The legislation, sponsored by Sen. Jim White, R-Albuquerque, and Rep. Daymon Ely, D-Corrales, builds on the slate of reforms enacted in 2018 that aimed at injecting transparency and accountability into New Mexico’s guardian/conservator system.
“Last year made quite an impact,” White told the Journal last week. “We made laws a number of years ago to create this guardianship and conservatorship system to protect the folks that can’t handle it themselves and then people found a way to abuse it. So now we’re making laws to hopefully stop the abuse.”
White said the proposal is the product of a series of meetings over the past year involving a group that included judges, the state Auditor’s Office, Disability Rights New Mexico, the Attorney General’s Office, the Governor’s Office and others.
The measure was approved unanimously by the Senate on Friday and was sent to the House for further hearings.
The measure, SB 395, adds teeth to last year’s legislation by requiring certification of professional guardians and conservators, and increases fines if they are late in filing required annual reports with the court about the incapacitated person’s status.
It provides that people who are alleged to be so incapacitated they can’t manage their affairs would be able to present evidence, examine witnesses and otherwise participate at a hearing in which a judge considers a petition – sometimes filed by family members or even a neighbor – that would authorize the appointment of a guardian or conservator.
That provision, according to a legislative analysis, is important “for the person alleged to be incapacitated to adequately defend themselves and present evidence at hearings.”
Supreme Court Justice Shannon Bacon told the Senate Judiciary Committee that the 52-page bill is “much more explicit what the protected person’s rights are.”
The measure also creates a process so that a protected person or those interested in that person’s welfare can file a grievance with the court if the person believes a guardian or conservator is breaching their fiduciary duty or otherwise acting inappropriately.
“You want anybody who’s interested or sees an abuse, you want them to be able to come forward and say we need to look at it,” White told the Senate Judiciary Committee.
Once a grievance is filed, the judge who appointed the guardian or conservator is required to review the grievance, schedule a hearing if appropriate and take any action supported by the evidence.
Bacon, who as a state District Court judge in Albuquerque served as the courts’ chief representative in reform discussions, has since been appointed to the state Supreme Court by Gov.
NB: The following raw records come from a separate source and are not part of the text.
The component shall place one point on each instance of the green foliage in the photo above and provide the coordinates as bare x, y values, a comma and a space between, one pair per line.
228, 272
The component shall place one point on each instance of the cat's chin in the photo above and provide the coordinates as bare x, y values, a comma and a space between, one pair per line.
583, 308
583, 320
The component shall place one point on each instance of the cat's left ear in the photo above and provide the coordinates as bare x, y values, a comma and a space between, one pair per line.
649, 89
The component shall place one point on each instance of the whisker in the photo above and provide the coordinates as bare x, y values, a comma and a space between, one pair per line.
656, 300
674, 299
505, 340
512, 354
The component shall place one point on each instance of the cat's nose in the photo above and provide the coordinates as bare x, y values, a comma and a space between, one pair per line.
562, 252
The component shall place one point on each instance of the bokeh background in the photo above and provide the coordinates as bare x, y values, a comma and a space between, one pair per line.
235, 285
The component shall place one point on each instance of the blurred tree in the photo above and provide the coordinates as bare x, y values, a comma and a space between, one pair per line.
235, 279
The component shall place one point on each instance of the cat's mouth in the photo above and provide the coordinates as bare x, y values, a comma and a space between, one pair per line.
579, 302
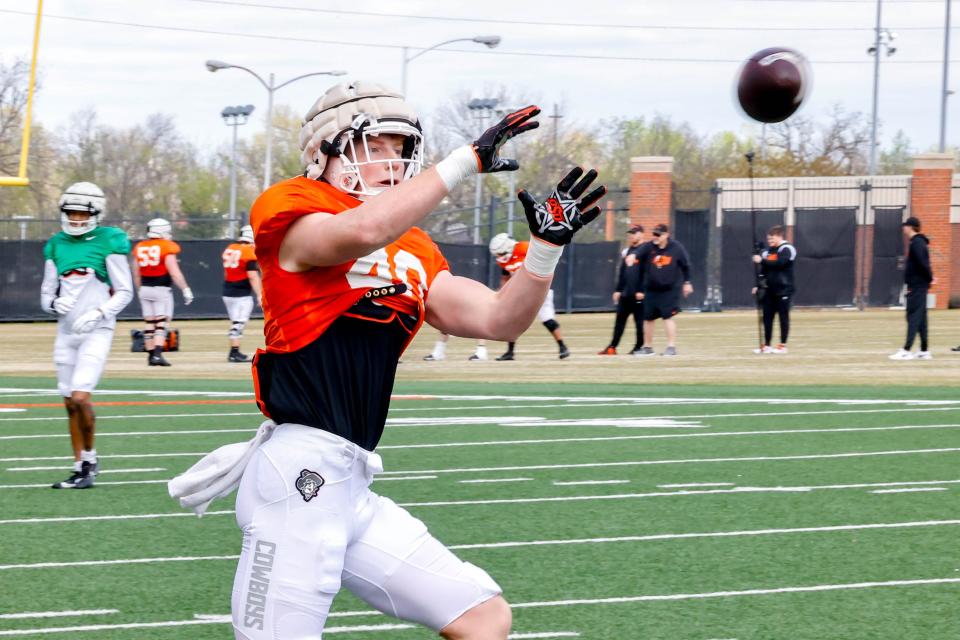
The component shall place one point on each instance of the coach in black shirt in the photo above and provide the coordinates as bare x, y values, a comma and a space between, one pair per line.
625, 295
776, 268
918, 276
664, 276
Michelle Lujan Grisham.
Bacon told the Judiciary Committee that the Supreme Court has already approved rules – not yet put into place – anticipating approval of SB 395, to create a standardized grievance form available to people who seek to file such grievances.
Bacon said court rules will set out the process so a judge can hear all sides of a grievance.
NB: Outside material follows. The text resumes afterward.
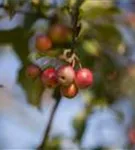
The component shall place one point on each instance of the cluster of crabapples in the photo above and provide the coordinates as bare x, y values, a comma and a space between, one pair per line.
66, 77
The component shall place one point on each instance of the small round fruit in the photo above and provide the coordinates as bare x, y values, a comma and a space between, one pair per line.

And she added there is a “fail safe” mechanism contemplated so judges can decline to consider a grievance if a similar grievance has been filed within the prior six months and was acted upon by the judge.
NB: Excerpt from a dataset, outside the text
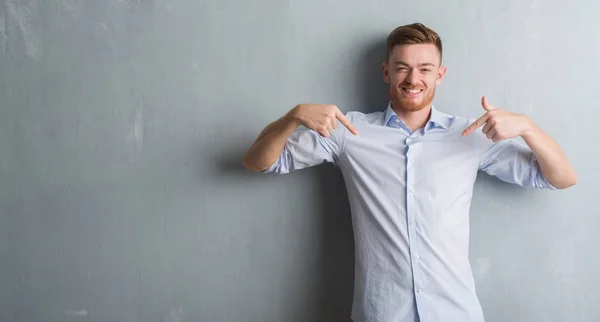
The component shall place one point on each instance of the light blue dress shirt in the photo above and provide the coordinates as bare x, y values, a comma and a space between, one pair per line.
410, 194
The measure would allow anyone interested in the protected person’s welfare to file a grievance.
“We want individuals to say ‘something doesn’t seem right’ and if you start to narrow the scope as to who can say something isn’t right, we’re just putting this all back in the closet,” Bacon told the committee.
Another safeguard in the proposed legislation would allow the court to appoint a court investigator to assess a protected person’s mental and/or physical capacity no later than 10 years after the initial appointment of a guardian or conservator, and every 10 years after that.
Some people, such as those with traumatic brain injury, may have improved to the point that they can manage without a guardian or conservator, Bacon said.
The 10-year review would supplement the legally required annual or initial 90-day reports judges receive from guardians and conservators they appoint.
The bill also specifies what types of documents, such as a will, a person can use to designate their choice of guardian or conservator if he or she becomes incapacitated in the future.
The person designated would rank second on the priority list a judge by law must consider in deciding whom to appoint. The first would be a guardian already appointed in another jurisdiction.
“That’s in there also,” White said, “that if they’ve got a will or a power of attorney, that those documents are respected.”